See more from this Session: Water Quality in Urban Landscapes
Monday, November 1, 2010: 9:15 AM
Long Beach Convention Center, Room 103B, First Floor
In 2001 research began on Minebank Run, an urban stream in Maryland, USA to examine the impacts of stream channel restoration. These research results depict the restoration effects on ground water and surface water quality and quantity. The study reach was downstream of the Baltimore I-695 Beltway and was restored in 2004/05 using natural channel design to restructure portions of the stream channel banks. Restoration goals included stream channel redevelopment to contain runoff from storm events. Restoration modified the undercut stream banks and was expected to alter in-channel storage. Stream gauges and piezometers were installed in the stream channel and floodplain along multiple transects to monitor hydrology and water quality. Groundwater quality significantly differed after the restoration in some of the wells in a restructured area; sodium concentrations significantly decreased in the wells directly after restoration followed by a significant increasing trend in both sodium and chloride. It is unknown if these increasing trends will stabilize at the pre-restoration concentrations, however, if the increasing trend in the surface water salinity is indicative, then well water trends are also expected to persist and possibly increase. Storm event precipitation induced specific conductivity spikes with elevated salinity levels indicative of first flush runoff.
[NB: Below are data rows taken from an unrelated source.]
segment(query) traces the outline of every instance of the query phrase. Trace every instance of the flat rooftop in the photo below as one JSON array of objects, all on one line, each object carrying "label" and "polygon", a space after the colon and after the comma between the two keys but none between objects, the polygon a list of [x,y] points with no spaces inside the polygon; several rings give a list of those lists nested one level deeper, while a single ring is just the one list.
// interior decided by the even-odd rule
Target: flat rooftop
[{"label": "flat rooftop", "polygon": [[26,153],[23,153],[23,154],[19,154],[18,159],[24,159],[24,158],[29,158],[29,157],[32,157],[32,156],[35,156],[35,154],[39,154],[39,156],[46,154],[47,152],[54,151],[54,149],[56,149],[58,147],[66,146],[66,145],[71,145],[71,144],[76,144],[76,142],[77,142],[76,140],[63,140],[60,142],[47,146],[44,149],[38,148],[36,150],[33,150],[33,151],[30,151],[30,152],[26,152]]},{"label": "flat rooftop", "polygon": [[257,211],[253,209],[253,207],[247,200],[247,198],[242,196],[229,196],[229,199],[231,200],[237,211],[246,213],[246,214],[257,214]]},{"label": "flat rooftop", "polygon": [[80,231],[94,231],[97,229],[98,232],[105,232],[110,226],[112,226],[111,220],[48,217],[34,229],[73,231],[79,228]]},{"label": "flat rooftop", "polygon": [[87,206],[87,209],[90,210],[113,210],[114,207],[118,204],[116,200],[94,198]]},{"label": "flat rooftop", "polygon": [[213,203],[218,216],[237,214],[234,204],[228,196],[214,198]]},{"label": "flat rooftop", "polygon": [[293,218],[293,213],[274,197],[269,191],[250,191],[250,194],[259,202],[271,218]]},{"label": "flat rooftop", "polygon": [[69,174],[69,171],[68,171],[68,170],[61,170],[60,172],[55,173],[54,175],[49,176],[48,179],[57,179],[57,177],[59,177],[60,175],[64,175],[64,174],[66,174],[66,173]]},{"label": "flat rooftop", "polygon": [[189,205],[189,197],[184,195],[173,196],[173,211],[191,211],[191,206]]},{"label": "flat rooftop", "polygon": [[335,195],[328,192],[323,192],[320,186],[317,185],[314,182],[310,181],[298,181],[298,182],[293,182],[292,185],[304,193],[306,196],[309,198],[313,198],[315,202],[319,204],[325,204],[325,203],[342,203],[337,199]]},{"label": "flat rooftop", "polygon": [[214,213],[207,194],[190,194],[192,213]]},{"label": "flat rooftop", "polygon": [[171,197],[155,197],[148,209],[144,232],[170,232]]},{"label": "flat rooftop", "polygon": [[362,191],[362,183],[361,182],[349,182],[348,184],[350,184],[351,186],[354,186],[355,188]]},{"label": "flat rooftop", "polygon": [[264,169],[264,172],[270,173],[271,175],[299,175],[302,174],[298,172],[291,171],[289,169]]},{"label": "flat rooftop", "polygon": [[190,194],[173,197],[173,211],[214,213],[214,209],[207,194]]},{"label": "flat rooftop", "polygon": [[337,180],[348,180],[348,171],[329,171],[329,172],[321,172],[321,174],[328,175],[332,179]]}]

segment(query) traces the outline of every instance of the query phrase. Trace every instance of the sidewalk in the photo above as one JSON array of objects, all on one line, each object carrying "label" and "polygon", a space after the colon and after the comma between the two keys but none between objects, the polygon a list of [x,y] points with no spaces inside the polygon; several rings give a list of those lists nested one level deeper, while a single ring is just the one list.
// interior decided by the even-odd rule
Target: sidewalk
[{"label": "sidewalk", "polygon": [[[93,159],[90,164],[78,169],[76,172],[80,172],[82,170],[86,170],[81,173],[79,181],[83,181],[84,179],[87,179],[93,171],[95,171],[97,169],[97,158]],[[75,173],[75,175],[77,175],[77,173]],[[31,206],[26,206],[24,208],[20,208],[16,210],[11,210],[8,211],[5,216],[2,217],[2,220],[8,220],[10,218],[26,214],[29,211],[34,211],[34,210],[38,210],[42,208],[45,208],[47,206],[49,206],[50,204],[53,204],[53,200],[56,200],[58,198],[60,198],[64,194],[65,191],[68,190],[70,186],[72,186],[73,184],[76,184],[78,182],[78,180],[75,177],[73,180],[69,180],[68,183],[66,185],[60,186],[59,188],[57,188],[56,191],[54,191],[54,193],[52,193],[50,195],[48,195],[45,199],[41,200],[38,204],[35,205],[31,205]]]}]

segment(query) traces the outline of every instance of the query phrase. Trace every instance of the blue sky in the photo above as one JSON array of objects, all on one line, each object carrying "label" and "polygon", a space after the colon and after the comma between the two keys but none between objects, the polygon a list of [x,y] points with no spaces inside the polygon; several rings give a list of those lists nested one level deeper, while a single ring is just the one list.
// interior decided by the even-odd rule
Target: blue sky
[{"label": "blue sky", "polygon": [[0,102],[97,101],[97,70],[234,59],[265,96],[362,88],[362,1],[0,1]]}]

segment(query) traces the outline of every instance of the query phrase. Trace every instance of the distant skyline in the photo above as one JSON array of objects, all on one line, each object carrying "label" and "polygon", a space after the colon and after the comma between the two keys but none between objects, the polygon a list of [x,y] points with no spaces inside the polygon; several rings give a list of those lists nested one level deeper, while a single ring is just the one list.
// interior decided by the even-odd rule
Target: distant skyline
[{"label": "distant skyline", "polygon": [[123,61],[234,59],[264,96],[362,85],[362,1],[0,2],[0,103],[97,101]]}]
Salinity levels reached approximately one-third of sea water during these events. Comparisons of the pre- and post-restoration period hydrographs and associated precipitation events indicate that there was a decrease in peak storm discharges after restoration. An altered hydrology has implications for other locations and supports the implementation of green infrastructure by detaining in-channel water. Improved in-channel detention has implications for wastewater treatment plants with combined sewer overflows and has the potential to help limit untreated releases. Therefore, the benefits of stream restoration and subsequent improvements to ecosystem services can affect human and environmental health.